E’ questo un tratto, incontrovertibile, ormai minimo comun denominatore presente nei diversificati e numerosi aspetti che configurano l’articolazione complessa e sistemica della città, quella legge “fisica e politica” (a pensarci bene, i “vasi comunicanti” funzionano in entrambi i casi) alla quale anche l’area metropolitana di Roma obbedisce.

Cambiano le Amministrazioni, ma non cambia la musica. Anzi, peggiora l’esecuzione della stessa.

Come ripetutamente detto in tutte le occasioni è non oltre rinviabile una inversione di tendenza, una diversa visione (ad avercene una) da parte degli Amministratori, finalmente di tipo “culturale” ancor prima che politico e di programma (queste dovrebbero discendere da quella).

Roma, lo sappiamo, merita di essere portata allo stesso livello delle grandi metropoli europee, con una sua propria Legge adeguata al rango di Capitale e non condannata ad essere governata con la legislazione urbanistica corrente, valida anche per i Comuni di poche centinaia di abitanti.

Anche questo dovrebbe rappresentare compito di una Giunta autorevole e proattiva, in grado quindi di interloquire, a questo scopo, con le istanze governative superiori.

Intanto, noi cittadini, associati o meno, siamo stanchi, ma ancora conserviamo un residuo di forza per protestare, pur rischiando di continuare a restare senza risposte.

Credo fermamente nel ruolo partecipativo che i cittadini devono, sempre e comunque, agire, con consapevolezza e determinazione.

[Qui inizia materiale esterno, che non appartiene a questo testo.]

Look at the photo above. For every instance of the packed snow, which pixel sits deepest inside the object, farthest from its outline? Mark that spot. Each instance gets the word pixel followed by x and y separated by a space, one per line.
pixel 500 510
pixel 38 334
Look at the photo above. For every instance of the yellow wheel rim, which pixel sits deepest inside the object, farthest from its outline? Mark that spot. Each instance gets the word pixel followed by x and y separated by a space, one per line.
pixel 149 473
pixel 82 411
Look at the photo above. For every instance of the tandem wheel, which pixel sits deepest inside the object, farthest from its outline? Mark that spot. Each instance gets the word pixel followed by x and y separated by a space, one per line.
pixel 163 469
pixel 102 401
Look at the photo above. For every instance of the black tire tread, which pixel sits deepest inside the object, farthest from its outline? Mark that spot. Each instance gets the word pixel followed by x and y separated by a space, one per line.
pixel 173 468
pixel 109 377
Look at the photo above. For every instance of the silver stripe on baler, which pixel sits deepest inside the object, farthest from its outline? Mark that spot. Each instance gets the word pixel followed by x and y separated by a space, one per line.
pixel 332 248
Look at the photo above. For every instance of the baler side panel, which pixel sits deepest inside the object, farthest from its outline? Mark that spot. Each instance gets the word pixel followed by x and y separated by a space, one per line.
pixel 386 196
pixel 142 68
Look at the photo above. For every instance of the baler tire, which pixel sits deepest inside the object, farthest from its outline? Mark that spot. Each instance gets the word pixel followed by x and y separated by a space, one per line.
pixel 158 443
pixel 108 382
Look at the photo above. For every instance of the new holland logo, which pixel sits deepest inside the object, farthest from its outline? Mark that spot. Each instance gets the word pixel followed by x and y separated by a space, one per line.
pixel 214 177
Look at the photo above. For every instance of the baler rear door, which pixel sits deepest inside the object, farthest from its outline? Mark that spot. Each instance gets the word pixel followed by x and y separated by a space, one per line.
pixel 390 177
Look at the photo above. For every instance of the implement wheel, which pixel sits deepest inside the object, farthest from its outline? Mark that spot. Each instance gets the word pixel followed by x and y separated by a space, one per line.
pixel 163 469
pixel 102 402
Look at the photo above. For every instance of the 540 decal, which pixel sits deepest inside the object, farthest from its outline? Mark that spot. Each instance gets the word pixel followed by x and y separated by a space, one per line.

E’ un dovere costituzionale.

Giorni fa, sulle pagine del Messaggero, è comparsa una “lettera al Direttore” con la quale Clemente Mimun, sinteticamente abbozzando il quadro pietoso di questa città, sollecitava i romani a non lasciarsi andare ad un atteggiamento solamente piagnucoloso e di lagnanze, dunque remissivo, viceversa di “fare la propria parte” in modo attivo e consapevole.

Intervistato per un parere sull’appello di Mimun da Adnkronos, ho sostenuto esattamente questo principio, meglio dire questa necessità, compito al quale non dobbiamo sottrarci.

Sulla scorta di queste incrollabili convinzioni, il Comitato Abitare Ponte Milvio (che sarà naturalmente presente) invita i cittadini del XV Municipio a partecipare al sit-in che si svolgerà giovedì 19 maggio alle ore 18 in Piazza del Campidoglio con il sintetico slogan: “Basta Degrado”.

L’iniziativa, assunta da un Coordinamento denominato “Associazioni per una Città Vivibile” che raccoglie varie associazioni e Comitati del Centro Storico e di altri Municipi di Roma (aderisce anche il Comitato Abitare Ponte Milvio), non raccoglierà adesioni di Partiti o Movimenti Politici ma solo di cittadini ed associazioni civiche.

Ha lo scopo di fare ulteriore pressione sul Sindaco, sulla Giunta e sui Presidenti dei Municipi affinché adottino azioni congiunte, coerenti, finalmente volte alla realizzazione di una idea di città che finora è mancata.Saremo sulla Piazza del Campidoglio perché, ad oggi, non si sono visti segnali concreti di un nuovo percorso”.